I feel ugly
I haven’t been feeling right the past few days. I feel ugly, sad, depressed, out of sorts. At times I want to end my life very bad but somehow I just keep plugging along. I am thinking of going into the hospital and anyone that knows me, knows this isn’t a light decision. I hate going in the hospital and will only go as my last, very last, resort. I just think it might be an option to keep me safe for a few days or a week or until they piss me off and I want to leave.
I woke up about an hour or so ago because my bladder woke me up. I had several messages on my phone. I took my pain meds and went to the bathroom. I didn’t feel like clearing the messages. When I came back to my room, I looked over the messages. I had one from a friend, saying she had been in a car accident. No other information was given. I hate when people do that. Just pisses me off.
I feel no one cares about me. I know there are people that do but it’s like I have this shield around me and I just can’t feel it. I feel like they would be better off without me in their lives. It’s like I am just a hassle for them and I just bring them down all the time. I am tired of feeling like everyone’s go to person and then when I need support, I don’t get it or people just freak out because I do need support. I feel like I am just better off not asking people for help.
My ankle/foot is bothering me.
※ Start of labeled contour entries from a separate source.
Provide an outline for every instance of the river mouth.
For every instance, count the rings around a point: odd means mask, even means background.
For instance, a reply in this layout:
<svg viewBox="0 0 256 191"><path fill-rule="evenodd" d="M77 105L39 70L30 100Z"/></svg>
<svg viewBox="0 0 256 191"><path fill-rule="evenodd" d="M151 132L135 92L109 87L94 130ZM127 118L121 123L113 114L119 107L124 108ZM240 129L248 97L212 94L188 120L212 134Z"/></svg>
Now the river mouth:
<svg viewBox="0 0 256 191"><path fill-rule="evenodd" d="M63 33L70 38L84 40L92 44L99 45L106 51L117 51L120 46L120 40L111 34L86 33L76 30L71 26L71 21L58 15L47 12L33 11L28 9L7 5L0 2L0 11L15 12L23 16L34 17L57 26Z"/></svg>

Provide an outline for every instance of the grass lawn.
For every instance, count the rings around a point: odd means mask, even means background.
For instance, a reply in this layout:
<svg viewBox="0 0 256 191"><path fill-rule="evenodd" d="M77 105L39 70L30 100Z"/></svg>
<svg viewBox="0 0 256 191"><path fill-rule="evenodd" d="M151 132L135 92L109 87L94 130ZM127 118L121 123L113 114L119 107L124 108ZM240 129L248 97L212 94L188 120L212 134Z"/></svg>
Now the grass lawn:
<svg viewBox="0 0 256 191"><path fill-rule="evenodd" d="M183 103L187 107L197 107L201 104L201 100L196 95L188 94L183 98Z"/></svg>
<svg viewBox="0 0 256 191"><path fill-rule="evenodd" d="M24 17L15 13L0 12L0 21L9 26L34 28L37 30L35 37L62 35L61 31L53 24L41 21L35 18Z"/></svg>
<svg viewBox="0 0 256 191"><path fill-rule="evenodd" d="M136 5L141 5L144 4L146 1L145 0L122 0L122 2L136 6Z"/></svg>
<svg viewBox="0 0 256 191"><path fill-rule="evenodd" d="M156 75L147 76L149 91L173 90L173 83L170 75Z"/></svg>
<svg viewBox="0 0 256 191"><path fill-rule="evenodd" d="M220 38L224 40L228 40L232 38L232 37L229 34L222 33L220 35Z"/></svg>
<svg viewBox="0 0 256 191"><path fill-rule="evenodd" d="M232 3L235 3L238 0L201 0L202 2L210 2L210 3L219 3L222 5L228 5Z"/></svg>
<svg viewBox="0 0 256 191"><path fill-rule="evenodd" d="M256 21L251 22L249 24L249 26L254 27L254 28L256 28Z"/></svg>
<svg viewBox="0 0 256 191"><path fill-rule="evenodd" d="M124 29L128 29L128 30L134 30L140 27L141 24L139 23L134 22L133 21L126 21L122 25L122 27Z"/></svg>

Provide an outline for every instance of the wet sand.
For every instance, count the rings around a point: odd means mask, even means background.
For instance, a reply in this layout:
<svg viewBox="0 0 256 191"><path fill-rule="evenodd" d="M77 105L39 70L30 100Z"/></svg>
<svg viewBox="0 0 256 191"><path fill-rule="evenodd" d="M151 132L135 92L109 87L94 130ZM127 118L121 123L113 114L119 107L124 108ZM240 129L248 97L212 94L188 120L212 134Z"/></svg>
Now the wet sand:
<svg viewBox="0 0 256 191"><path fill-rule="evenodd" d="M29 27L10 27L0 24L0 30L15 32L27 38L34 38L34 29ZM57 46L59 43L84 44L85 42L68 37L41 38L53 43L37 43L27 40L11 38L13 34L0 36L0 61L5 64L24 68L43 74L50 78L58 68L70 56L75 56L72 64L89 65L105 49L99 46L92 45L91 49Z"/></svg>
I just took a strong pain pill because the regular pills aren’t working. Pain is just too severe. I am tired and want to go back to sleep but my thoughts are milling around. And I got a fricken Toby Keith song stuck in my head the last few days on repeat. He had posted the lyrics to the song on his Twitter account and I had to listen to the song. Now I regret it. I don’t know why some songs stay in my head long after I listen to them and other times they don’t. The song is really loud tonight and I don’t know why. I wish I had a pause button or some other kind of volume control.